LANSING, Mich. (AP) — The mother of a 30-year-old Michigan man who’s accused of making death threats against Democratic politicians is now charged with lying when she purchased firearms later found in her son’s possession.
Threats against public officials have become increasingly common in Michigan in recent years. A plot to kidnap Gov. Gretchen Whitmer was broken up by the FBI in 2020, and prosecutors have so far secured nine convictions in the case in state and federal courts.
The charges unsealed Tuesday against Michelle Berka, 56, come after her son Randall Berka II was arrested in March and charged with illegally possessing guns. Federal prosecutors say he made death threats on social media against the president and governor, as well as people in the LGBTQ community.
Authorities say Michelle Berka knowingly lied when she bought five guns that were eventually given to another person, according to an indictment unsealed in federal court Tuesday and first reported by The Detroit News. While the indictment dated Aug. 2 does not name who Berka gave the firearms to, her son was arrested with four of the same firearms in March.
Randall Berka II — who lives with his parents — is accused of having written on a YouTube channel that “biden deserves to die,” a reference to President Joe Biden, and that he was “more than willing tot kill whitmer,” a reference to the governor.
Randall Berka II was involuntarily committed for mental health care in 2012 and declared incapacitated, which bars him from possessing guns or ammunition, the FBI said.
In March, Michelle Berka told the FBI that her son “scared” her and that he should be arrested and put in prison because she “does not think the mental health treatment is working,” according to a complaint. At the time, the FBI said Michelle Berka had purchased three long guns and one handgun for her son.
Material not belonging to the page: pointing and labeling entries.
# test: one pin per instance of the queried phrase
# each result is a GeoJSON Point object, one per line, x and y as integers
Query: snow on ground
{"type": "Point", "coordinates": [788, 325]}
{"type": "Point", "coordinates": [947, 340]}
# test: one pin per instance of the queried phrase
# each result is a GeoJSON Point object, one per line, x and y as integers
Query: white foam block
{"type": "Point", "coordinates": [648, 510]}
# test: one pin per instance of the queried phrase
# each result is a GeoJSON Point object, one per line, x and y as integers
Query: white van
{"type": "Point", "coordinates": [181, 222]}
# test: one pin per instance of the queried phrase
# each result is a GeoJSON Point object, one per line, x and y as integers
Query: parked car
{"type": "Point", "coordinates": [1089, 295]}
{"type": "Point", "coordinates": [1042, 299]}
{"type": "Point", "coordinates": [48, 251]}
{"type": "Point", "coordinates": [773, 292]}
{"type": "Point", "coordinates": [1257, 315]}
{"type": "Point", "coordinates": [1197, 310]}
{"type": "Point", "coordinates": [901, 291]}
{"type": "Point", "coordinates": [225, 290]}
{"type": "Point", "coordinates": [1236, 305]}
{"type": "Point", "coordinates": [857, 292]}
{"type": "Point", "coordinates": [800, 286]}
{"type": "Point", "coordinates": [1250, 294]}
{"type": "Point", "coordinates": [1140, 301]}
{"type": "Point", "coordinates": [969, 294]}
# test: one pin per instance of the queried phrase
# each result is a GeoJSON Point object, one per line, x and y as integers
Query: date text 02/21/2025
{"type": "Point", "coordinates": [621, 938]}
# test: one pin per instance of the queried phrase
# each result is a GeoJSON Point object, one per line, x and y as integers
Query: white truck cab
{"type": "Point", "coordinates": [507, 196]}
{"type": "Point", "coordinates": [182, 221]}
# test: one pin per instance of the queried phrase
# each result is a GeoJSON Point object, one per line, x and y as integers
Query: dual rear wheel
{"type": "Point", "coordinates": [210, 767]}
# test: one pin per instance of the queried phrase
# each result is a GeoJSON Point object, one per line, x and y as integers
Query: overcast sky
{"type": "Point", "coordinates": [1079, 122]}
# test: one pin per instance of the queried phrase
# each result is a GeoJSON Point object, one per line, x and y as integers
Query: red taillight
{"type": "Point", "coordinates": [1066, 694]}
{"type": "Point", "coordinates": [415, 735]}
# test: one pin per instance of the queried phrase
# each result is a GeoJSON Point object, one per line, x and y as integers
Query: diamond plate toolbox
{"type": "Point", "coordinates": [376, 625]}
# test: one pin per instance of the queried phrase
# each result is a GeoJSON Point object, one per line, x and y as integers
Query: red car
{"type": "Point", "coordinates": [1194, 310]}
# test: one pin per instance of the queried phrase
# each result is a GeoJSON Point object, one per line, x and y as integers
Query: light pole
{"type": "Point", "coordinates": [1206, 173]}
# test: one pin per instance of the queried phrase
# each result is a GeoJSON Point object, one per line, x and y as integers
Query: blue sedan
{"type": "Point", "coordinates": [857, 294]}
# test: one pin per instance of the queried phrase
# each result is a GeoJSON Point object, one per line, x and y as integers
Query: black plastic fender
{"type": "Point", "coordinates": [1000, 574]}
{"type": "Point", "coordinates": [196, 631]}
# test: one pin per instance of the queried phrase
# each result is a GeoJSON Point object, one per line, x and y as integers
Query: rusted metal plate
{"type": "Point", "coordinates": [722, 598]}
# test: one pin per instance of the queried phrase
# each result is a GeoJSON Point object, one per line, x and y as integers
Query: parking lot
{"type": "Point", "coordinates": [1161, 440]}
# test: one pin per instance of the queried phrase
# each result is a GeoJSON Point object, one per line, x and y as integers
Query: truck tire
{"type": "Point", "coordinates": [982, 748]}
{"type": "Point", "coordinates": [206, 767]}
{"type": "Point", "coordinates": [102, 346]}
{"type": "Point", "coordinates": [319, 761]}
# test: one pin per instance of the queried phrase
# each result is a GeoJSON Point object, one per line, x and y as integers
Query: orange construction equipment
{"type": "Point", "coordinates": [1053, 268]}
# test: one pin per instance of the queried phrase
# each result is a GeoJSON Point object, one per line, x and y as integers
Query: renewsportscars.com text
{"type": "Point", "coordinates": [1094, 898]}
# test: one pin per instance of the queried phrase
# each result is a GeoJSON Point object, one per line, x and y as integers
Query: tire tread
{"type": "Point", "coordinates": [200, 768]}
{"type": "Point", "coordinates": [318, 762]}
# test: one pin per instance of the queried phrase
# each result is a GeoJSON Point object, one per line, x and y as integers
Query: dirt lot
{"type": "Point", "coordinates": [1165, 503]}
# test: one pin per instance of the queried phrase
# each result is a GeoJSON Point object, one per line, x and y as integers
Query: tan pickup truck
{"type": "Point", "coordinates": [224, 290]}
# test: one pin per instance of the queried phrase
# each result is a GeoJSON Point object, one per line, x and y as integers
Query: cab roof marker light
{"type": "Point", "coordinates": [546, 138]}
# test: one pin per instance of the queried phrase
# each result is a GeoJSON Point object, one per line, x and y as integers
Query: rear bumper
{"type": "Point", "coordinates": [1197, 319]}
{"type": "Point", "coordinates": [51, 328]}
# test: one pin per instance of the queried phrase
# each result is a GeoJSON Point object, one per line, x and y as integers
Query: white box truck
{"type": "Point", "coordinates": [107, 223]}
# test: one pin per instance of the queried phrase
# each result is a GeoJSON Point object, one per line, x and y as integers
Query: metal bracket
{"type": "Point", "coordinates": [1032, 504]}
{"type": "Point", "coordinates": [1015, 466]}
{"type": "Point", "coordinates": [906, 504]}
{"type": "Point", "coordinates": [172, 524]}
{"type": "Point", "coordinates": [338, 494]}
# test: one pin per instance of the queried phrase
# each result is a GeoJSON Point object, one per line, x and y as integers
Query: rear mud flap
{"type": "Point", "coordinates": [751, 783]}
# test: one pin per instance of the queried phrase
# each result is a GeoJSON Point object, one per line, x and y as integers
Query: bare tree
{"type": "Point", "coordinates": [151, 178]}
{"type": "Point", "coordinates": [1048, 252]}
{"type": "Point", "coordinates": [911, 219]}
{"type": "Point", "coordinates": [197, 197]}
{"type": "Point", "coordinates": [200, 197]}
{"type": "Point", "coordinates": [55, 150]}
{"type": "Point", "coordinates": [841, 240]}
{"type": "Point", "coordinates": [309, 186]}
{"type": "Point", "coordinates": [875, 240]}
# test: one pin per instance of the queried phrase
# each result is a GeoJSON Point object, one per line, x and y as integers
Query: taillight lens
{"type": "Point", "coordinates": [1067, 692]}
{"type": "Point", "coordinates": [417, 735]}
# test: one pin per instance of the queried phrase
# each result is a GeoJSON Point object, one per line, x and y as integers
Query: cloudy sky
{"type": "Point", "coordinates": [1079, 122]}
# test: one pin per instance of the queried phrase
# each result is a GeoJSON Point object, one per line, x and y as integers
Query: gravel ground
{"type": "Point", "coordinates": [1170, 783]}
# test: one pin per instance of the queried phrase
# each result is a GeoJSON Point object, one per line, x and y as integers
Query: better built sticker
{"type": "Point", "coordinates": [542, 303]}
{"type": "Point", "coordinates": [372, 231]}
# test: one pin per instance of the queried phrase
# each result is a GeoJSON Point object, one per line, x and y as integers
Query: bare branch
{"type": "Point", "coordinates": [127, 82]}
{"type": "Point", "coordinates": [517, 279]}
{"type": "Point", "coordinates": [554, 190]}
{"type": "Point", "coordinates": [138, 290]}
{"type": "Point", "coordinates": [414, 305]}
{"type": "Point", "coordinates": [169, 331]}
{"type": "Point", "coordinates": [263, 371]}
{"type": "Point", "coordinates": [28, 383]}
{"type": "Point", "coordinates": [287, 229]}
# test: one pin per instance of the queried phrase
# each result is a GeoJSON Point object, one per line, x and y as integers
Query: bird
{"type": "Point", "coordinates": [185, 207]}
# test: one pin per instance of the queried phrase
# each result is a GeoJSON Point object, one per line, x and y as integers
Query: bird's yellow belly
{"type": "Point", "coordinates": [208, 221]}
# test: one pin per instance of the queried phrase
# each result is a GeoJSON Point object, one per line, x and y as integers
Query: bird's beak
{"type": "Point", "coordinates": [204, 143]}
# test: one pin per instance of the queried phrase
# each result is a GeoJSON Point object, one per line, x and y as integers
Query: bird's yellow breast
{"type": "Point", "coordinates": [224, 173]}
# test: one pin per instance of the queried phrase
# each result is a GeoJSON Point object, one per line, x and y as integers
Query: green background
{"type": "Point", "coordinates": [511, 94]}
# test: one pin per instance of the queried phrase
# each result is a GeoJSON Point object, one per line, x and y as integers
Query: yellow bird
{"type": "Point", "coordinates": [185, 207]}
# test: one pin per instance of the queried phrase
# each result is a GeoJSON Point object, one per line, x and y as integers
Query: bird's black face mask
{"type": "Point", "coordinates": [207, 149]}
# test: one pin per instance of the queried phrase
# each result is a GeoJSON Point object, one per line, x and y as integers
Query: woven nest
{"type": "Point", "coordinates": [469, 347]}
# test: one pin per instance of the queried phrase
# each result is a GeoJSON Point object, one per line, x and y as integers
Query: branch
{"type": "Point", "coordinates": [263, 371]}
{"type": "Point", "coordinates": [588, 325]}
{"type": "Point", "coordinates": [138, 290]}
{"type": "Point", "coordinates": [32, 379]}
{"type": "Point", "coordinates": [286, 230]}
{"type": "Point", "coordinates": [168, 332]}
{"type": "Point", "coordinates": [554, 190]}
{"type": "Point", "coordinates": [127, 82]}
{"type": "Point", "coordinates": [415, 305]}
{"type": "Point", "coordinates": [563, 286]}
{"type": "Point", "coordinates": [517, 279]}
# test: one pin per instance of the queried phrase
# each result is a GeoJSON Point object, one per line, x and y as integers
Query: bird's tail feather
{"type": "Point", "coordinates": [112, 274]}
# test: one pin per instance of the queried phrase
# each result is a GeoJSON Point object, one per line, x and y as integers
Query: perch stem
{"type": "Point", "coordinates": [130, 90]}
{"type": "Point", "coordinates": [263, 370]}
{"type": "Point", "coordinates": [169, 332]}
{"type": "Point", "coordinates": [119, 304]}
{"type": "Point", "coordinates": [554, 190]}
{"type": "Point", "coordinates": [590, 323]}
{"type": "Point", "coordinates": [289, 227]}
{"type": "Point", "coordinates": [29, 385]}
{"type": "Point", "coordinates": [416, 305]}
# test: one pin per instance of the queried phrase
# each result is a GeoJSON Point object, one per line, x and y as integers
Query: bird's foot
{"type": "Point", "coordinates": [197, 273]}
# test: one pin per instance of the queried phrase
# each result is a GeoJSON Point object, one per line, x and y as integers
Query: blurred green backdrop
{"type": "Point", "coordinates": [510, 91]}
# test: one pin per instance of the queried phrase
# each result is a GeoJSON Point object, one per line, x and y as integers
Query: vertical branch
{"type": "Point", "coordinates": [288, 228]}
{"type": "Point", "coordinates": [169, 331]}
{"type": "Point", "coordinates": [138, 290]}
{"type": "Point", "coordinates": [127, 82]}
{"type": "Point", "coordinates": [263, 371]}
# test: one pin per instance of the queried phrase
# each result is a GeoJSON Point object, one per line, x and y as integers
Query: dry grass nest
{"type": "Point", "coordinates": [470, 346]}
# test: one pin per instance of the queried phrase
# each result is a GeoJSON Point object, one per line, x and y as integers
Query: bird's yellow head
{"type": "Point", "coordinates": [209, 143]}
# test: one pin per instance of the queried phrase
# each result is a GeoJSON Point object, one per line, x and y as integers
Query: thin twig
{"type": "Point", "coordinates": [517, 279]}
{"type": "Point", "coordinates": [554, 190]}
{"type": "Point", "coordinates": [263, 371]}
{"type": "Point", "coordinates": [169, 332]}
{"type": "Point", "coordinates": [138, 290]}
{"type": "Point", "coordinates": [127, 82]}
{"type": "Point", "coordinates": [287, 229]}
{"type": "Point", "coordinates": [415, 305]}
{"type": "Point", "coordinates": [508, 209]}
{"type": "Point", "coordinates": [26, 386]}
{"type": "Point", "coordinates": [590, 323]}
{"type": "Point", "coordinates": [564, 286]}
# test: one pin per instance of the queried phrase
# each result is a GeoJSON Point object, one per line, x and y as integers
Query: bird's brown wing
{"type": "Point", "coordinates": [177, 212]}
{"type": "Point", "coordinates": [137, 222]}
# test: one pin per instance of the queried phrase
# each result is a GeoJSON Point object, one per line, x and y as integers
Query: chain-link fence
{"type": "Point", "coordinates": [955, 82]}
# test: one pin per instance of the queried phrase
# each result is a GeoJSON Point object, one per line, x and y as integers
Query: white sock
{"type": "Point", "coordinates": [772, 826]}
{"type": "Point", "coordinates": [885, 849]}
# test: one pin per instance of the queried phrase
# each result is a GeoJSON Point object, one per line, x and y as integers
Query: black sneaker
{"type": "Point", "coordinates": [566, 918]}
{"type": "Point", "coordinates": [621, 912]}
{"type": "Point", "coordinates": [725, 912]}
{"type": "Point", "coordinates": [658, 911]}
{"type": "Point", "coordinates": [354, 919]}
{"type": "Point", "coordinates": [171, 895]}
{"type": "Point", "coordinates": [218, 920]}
She faces up to 10 years in federal prison if she is convicted. Bryan Sherer, a federal public defender listed as representing Michelle Berka, could not be reached by phone for comment on Wednesday.
Another Michigan man, Jack Carpenter III, was arrested in February and accused of threatening to kill state government officials who are Jewish. He was indicted in March on a hate crime charge.
A U.S. Supreme Court ruling in June made it more difficult to convict a person of making a violent threat, including against the president or other elected officials. The Biden administration had warned that the case could affect the ability to prosecute threats against public officials, which have increased in recent years.